On Thu, 26 Jul 2007, martin f krafft wrote:
Hi list,
I just had a flood of spam coming through, which SA classified as
ham. On closer inspection, it turns out that the only tests
triggered for all those mails were HTML_MESSAGE and BAYES_99.
HTML messages are commonplace today (unfortunately), so they don't
add anything to the score.
BAYES_99 yields 3.5 points.
Simply make BAYES_99 4.0 points and set the treshold to 4.0 as well. Of
course it's a very agressive setting, but it just works for me. I haven't
ever noticed any false-positive to get BAYES_99, and ham mails usually
have some negative score from other rules. There are very few false
positives, but they match more rules (usually some of those RBL ones) and
they are usually over 5.0, so it doesn't pay not to treat mail with 4.0
score as ham anyway, because you only get more spam and most
false-postives will still be over the treshold.

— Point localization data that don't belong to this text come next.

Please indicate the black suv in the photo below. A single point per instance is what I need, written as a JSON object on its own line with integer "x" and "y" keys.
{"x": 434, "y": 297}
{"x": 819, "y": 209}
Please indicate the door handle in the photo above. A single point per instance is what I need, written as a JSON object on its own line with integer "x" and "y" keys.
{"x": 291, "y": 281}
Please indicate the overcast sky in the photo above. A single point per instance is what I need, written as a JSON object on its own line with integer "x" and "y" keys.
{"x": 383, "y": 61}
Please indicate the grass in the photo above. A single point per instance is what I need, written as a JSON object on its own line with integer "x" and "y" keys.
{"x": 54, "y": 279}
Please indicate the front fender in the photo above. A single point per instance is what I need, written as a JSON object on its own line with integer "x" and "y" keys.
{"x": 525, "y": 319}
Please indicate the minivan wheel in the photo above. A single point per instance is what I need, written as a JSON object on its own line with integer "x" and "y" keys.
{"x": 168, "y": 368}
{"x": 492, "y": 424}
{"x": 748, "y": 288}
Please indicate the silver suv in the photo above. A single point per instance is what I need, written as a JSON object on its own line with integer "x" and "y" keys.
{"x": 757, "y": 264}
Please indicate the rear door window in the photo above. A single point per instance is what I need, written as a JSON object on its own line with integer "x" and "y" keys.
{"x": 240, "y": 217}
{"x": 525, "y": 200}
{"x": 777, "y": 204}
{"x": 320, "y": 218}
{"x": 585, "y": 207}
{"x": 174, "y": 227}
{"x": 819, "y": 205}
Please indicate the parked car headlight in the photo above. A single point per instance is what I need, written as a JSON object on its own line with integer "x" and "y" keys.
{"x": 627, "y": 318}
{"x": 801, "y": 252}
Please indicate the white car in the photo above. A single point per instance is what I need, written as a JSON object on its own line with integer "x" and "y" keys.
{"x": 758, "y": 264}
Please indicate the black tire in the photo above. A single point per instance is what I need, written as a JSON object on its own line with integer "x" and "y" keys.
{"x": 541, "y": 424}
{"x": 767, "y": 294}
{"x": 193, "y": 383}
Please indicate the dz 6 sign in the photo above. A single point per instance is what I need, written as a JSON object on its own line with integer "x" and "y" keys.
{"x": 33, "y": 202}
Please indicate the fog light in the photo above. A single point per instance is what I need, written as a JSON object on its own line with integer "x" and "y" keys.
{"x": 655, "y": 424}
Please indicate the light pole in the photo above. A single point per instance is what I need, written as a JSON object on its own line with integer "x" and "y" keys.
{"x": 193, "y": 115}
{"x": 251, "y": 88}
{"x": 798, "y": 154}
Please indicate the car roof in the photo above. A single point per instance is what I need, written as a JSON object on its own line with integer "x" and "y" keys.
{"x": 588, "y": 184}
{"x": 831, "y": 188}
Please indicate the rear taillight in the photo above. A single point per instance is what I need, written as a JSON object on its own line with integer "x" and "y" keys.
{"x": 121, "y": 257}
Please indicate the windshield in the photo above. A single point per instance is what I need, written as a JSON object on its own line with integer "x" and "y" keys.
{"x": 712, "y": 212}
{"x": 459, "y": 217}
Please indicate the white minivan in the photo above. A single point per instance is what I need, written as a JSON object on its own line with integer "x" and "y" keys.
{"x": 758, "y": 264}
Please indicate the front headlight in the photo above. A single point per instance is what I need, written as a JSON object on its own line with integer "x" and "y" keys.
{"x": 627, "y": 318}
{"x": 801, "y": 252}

Sorting out spam of
4.0-6.0 score to another folder, briefly checked once a day, does the job.
I have about 1200 mails a day that SA scores (~1150 spams) and hardly any
false positives (~5 per week).
Of course, things get complicated if you have users that are not so well
into mail filtering and want just to download their mail by POP3. 4.0
treshold would be too low for them, but unless you find any fingerprints
in those messages and create appropriate rules - you can't do anything.
I've been collecting SA results into SQL database for some time now, so
some day I'll try to create statistics of those messages in the most
confusing 4-6 score range. In my opinion this is the key to fine-tune
spamassassin.
--
Michał Jęczalik, +48.603.64.62.97
INFONAUTIC, +48.33.487.69.04